I am really looking forward to this class. My interests in the area of inquiry, assessment, and evaluation are really taking off, so I am really looking forward to getting the tools that will help me in my thesis.
While reading the course text book (New Creative Community) for another class that I am taking, Ideas into Action, I came across the following quote by Arlene Goldbard about the nature of community work:
"But because it essentially participatory and collaborative, because the question of success has more to do with process than product, the evaluation of community cultural development work must be grounded in conversation among practitioners and participants. The judgement of success rests with the participants." (154)

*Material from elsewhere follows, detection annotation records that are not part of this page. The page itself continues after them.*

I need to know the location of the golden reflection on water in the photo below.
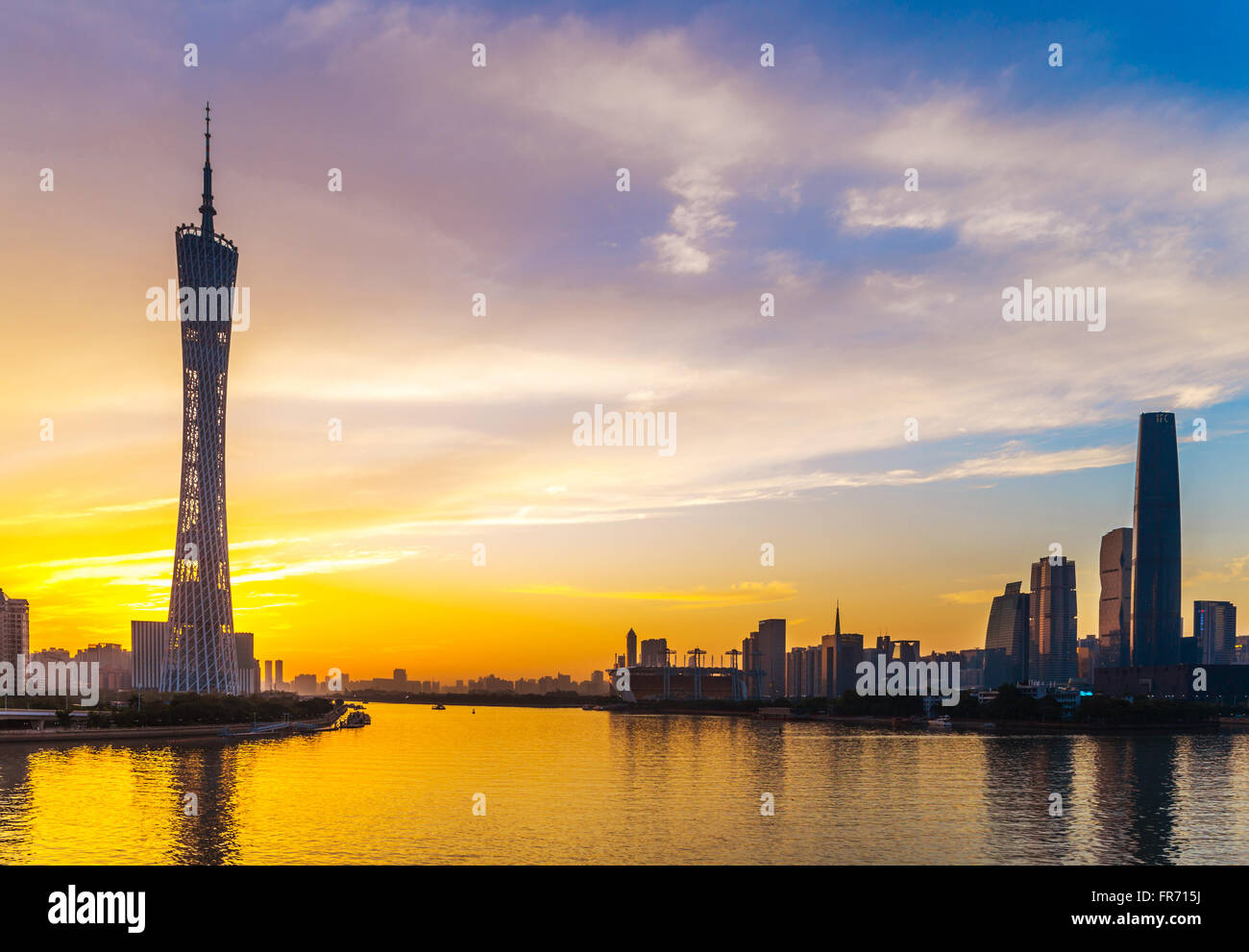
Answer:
[0,704,1249,865]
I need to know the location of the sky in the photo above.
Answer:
[0,0,1249,682]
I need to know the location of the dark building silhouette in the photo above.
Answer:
[984,581,1028,687]
[1096,527,1132,667]
[159,103,238,695]
[1028,556,1079,683]
[1132,413,1182,666]
[1193,602,1237,665]
[754,619,787,697]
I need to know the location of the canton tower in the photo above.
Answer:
[159,107,238,695]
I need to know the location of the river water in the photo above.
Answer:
[0,704,1249,865]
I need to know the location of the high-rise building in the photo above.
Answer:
[74,641,134,691]
[784,645,823,698]
[0,589,30,669]
[639,639,669,667]
[1028,556,1079,683]
[756,619,786,697]
[984,581,1031,689]
[820,633,870,697]
[161,108,238,695]
[130,621,169,690]
[1075,635,1099,685]
[1132,413,1182,666]
[0,589,30,669]
[1096,526,1132,667]
[1193,602,1237,665]
[234,631,259,695]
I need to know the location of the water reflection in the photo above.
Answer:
[0,704,1249,865]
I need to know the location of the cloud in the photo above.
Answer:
[512,582,798,608]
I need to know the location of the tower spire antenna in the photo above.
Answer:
[200,103,217,234]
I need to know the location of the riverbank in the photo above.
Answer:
[0,710,342,747]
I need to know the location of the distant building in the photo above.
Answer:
[756,619,786,697]
[784,645,824,699]
[1132,413,1183,667]
[1028,556,1078,685]
[0,589,30,669]
[1193,601,1237,665]
[291,674,317,695]
[959,642,987,691]
[1096,526,1132,667]
[1075,635,1100,685]
[74,641,134,691]
[824,633,863,697]
[234,631,259,695]
[639,639,669,667]
[130,621,169,690]
[984,581,1029,689]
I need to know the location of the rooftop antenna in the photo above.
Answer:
[200,103,217,234]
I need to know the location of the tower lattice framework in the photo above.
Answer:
[161,108,238,695]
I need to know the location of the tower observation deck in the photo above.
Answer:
[159,107,238,695]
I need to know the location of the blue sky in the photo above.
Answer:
[0,0,1249,676]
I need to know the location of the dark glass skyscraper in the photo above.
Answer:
[1098,527,1132,667]
[984,581,1028,687]
[1028,556,1079,683]
[1132,413,1182,665]
[159,108,238,695]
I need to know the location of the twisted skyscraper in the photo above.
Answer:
[1132,413,1182,665]
[161,107,238,695]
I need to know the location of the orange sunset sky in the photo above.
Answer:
[0,3,1249,683]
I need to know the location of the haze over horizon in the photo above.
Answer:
[0,0,1249,683]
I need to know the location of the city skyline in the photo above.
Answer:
[0,3,1249,679]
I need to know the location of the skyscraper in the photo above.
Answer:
[130,621,169,689]
[754,619,786,697]
[1028,556,1079,683]
[1193,602,1237,665]
[0,589,30,676]
[1132,413,1182,665]
[1096,527,1132,667]
[234,631,259,695]
[161,107,238,695]
[984,581,1029,687]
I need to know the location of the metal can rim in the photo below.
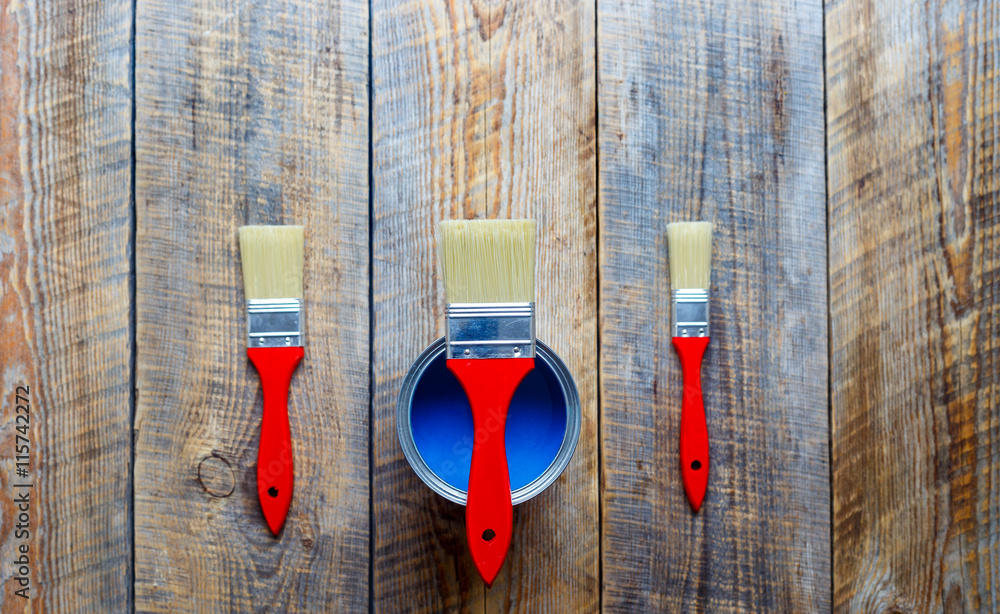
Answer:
[396,337,582,505]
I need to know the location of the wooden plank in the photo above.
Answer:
[0,0,133,612]
[135,0,369,612]
[372,0,599,612]
[598,0,831,612]
[826,0,1000,612]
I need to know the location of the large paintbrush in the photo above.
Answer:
[439,220,535,586]
[240,226,304,535]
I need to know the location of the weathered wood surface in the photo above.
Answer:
[135,0,369,612]
[0,0,133,612]
[372,0,599,612]
[598,0,831,612]
[826,0,1000,612]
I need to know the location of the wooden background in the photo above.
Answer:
[0,0,1000,614]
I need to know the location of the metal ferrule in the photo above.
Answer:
[247,298,305,348]
[446,303,535,358]
[670,289,709,337]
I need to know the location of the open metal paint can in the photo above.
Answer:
[396,337,581,505]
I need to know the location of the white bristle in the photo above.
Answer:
[240,226,305,299]
[667,222,712,290]
[438,220,535,303]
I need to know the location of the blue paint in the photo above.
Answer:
[410,353,566,491]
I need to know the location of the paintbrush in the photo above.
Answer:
[240,226,304,535]
[439,220,535,586]
[667,222,712,512]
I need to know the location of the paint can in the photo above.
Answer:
[396,337,581,505]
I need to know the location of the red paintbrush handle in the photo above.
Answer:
[247,347,305,535]
[673,337,708,512]
[448,358,535,586]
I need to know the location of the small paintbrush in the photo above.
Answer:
[667,222,712,512]
[240,226,305,535]
[439,220,535,586]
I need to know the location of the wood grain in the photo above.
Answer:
[135,0,369,612]
[598,0,831,612]
[372,0,599,612]
[0,0,133,612]
[826,0,1000,612]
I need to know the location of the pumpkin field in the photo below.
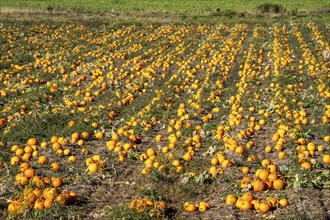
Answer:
[0,18,330,219]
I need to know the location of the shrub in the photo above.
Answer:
[257,3,286,14]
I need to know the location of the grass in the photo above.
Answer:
[0,0,329,15]
[0,0,330,23]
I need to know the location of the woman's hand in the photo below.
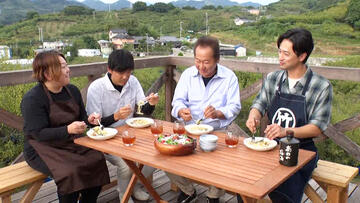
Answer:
[146,93,159,106]
[67,121,86,134]
[88,112,101,125]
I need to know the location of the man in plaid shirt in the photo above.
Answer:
[243,28,332,203]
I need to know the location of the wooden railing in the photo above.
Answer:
[0,56,360,161]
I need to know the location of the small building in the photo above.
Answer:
[234,44,246,57]
[248,9,260,16]
[109,29,128,41]
[234,18,255,25]
[111,34,135,49]
[0,46,12,59]
[98,40,113,58]
[157,36,182,48]
[42,41,66,51]
[78,49,101,57]
[134,36,155,49]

"Can it be demonstrated that funds invested in a community cultural development work will produce lasting value for a community, help to bring about lasting change?" (155)
These questions were already buzing in my head. In class, I wrote in my journal that foundations/government funding bodies all report to some higher power, often the bottom line. This mindset has permeated into the arts funding world and now community arts, which in itself cannot be measured or quantified in either process or product, needs to answer to this baseline requirement of measurable success. How can we use the arts to communicate to those in this world that the process is more important than the result? That the products and achievements cannot be measured so much as felt? How can you prove progress with arts based community development?
My research then is to establish effective, proven methods of recording, sharing, measuring, and communicating the powerful positive effects of arts based community development that can be understood by both sides of this funding conundrum. How can both sides learn from one another? Where are the roadblocks in the communication pathways?
I'll post later on the chapters in Arts Based Research, as they inspired different questions altogether!